Unificati da questo ardore non solo smettiamo di sentirci dispersi e isolati, ritroviamo lo slancio e la conseguente energia che ci permette di mantenere un’attitudine positiva verso la vita, l’atteggiamento costruttivo necessario a realizzare ciò in cui crediamo.
In cosa crediamo?
In un sogno, in un futuro progettato su fogli scarabocchiati, sui quali l’inchiostro dilaga dando forma ad oceani sconfinati, senza più ostacoli.
I sogni e l’amore sono sullo stesso piano e non si vendono, nè si comprano; non si possono proprio stimare, nè sciupare o depredare.
Questo è un concetto che si comprende solo ed esclusivamente vivendolo.
Il verso che segue riguardo ai social lo condivido molto.
Non ho mai avuto un profilo facebook, quando mi chiedevano un contatto spesso ero costretta a giustificarmi, a sorbirmi la stessa, inutile retorica.
Sei tagliato fuori dal “mondo”, perdi l’opportunità di tenerti in “contatto” con gli “amici”, rinunci a tutte le comodità “gentilmente offerte” e non puoi evitarlo per sempre, dovrai adeguarti.

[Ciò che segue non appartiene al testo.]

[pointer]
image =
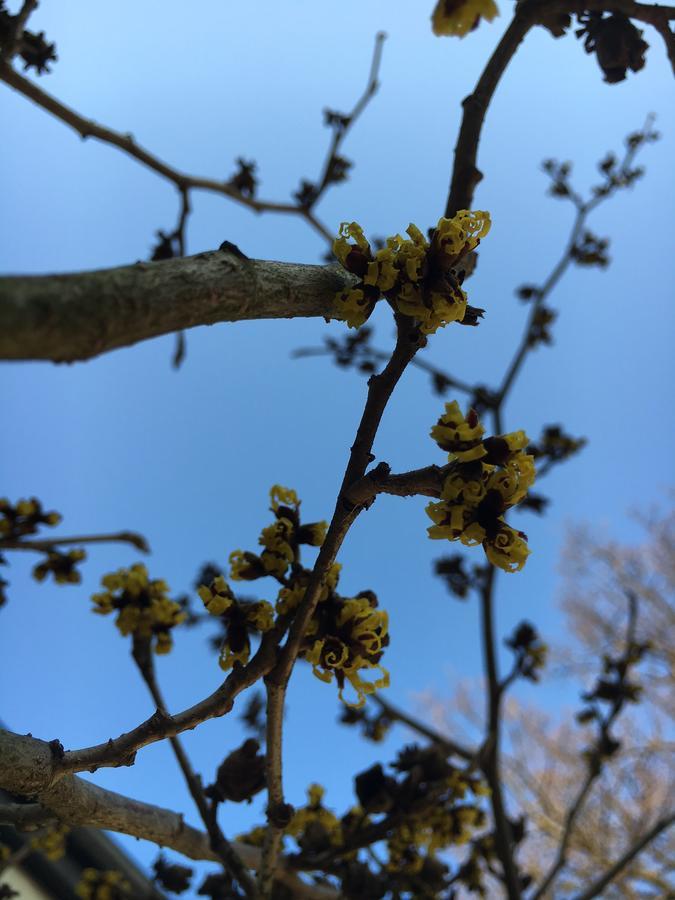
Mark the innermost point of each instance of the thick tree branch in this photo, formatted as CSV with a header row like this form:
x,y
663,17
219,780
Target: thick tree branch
x,y
71,317
77,802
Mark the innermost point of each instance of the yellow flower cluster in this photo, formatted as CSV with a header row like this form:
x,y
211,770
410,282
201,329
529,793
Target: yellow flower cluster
x,y
488,477
344,638
280,541
459,17
239,618
24,517
97,885
314,815
417,276
439,827
143,606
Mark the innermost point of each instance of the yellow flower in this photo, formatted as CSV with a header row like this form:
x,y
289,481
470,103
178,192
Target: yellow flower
x,y
508,550
456,237
144,609
314,813
488,477
460,436
341,246
347,637
218,597
458,17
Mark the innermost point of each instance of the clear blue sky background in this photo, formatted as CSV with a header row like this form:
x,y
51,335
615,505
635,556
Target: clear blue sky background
x,y
187,458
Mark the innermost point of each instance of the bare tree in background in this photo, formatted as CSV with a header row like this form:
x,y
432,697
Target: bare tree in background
x,y
441,819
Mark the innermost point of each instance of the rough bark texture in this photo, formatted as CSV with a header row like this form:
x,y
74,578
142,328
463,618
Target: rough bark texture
x,y
27,769
72,317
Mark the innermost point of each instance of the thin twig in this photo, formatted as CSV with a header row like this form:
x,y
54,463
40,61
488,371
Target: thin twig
x,y
142,656
490,757
339,134
594,771
608,876
47,544
276,807
184,182
448,745
380,388
13,44
465,174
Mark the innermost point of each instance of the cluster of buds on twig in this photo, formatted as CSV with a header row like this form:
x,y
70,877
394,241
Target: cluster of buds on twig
x,y
488,476
420,278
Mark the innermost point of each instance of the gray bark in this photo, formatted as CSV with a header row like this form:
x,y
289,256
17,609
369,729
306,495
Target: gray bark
x,y
72,317
27,769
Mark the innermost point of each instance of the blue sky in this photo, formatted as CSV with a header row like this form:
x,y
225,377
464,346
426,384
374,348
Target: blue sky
x,y
187,457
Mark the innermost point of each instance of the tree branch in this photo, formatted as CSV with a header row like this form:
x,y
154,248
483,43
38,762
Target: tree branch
x,y
607,877
465,174
77,802
448,745
46,544
276,807
71,317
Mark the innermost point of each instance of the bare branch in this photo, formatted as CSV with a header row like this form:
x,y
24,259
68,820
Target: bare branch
x,y
607,877
276,806
65,318
77,802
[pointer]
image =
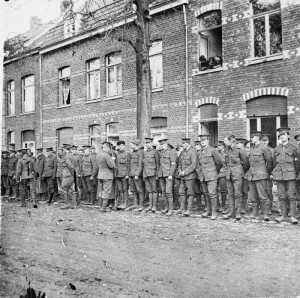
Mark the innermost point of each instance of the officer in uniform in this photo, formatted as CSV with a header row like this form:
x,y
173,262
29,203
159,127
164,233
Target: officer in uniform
x,y
105,174
24,174
166,173
286,169
261,166
208,168
187,171
150,173
12,167
49,173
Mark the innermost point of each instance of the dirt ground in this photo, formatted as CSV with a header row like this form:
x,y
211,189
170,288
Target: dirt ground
x,y
129,254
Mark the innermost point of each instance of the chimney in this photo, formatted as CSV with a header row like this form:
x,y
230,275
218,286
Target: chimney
x,y
35,23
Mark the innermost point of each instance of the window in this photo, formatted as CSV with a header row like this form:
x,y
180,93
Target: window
x,y
65,136
11,140
266,24
114,74
155,53
28,102
112,131
210,40
93,79
64,86
11,110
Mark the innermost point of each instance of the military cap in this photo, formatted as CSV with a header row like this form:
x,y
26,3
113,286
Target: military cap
x,y
297,137
282,130
255,133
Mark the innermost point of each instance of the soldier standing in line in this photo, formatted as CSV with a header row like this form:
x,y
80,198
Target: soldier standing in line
x,y
265,141
88,166
4,173
166,172
237,164
286,169
105,175
49,172
222,177
208,168
261,165
187,171
135,177
39,168
12,167
150,173
122,173
24,174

Spero sia già abbastanza chiaro il senso di tutte quelle virgolette, a volte le parole assumono un significato estremamente diverso da quello che potrebbe essere il loro valore universale, in base ai caratteri intrinseci che ognuno associa a quel determinato vocabolo.
Quando due persone pronunciano lo stesso identico termine non stanno necessariamente dicendo la stessa cosa, vogliono comunicare quello che secondo loro quella parola rappresenta ma non è detto che entrambi ci vedano dentro le stesse cose. Per questo a volte il linguaggio crea delle grosse interferenze.
Tornando ai social, esclusa l’unione iniziale per la scelta vaccinale, i primi gruppi che mi è capitato di frequentare su telegram sono quelli che stanno spuntando come i funghi in questo periodo pandemico di azioni liberticide e continue violazioni dei diritti individuali e collettivi.
Potrebbe essere una forma di aggregazione positiva se non fosse per l’atteggiamento generalizzato che si riscontra in questi contenitori di dissenso già altamente compartimentati dove una buona parte di chi si definisce “illuminato” giudica il resto del mondo con la stessa arroganza che dice di voler combattere, torna nello stesso recinto dal quale dice di voler uscire focalizzandosi sempre sui soliti argomenti nel tentativo di scardinare quei meccanismi che invece si ritrova inconsapevolmente ad alimentare.
Seguendo l’esempio di Princekin: chi ha orecchie per intendere, intenda. Chiusa parentesi.
Non poteva mancare infine un accenno ai viaggi interstellari tanto amati dai XVI Religion, che già nel 2016, forse percependo l’avvicinarsi di un periodo buio come quello che stiamo attraversando ora mentre scrivo, sentirono il bisogno di “radunare adepti per la fine dell’opera”.
Anime libere da ogni limite imposto, che sviluppano la capacità di elevarsi oltre i loro confini, che non hanno bisogno dell’approvazione di nessuno e “brillano di luce propria”.
Quella luminosità essenziale a spazzare via l’oscurità che avanza inesorabile, quella tenebra che ci avvolge, troppo spesso senza incontrare resistenza, senza alcuna difficoltà.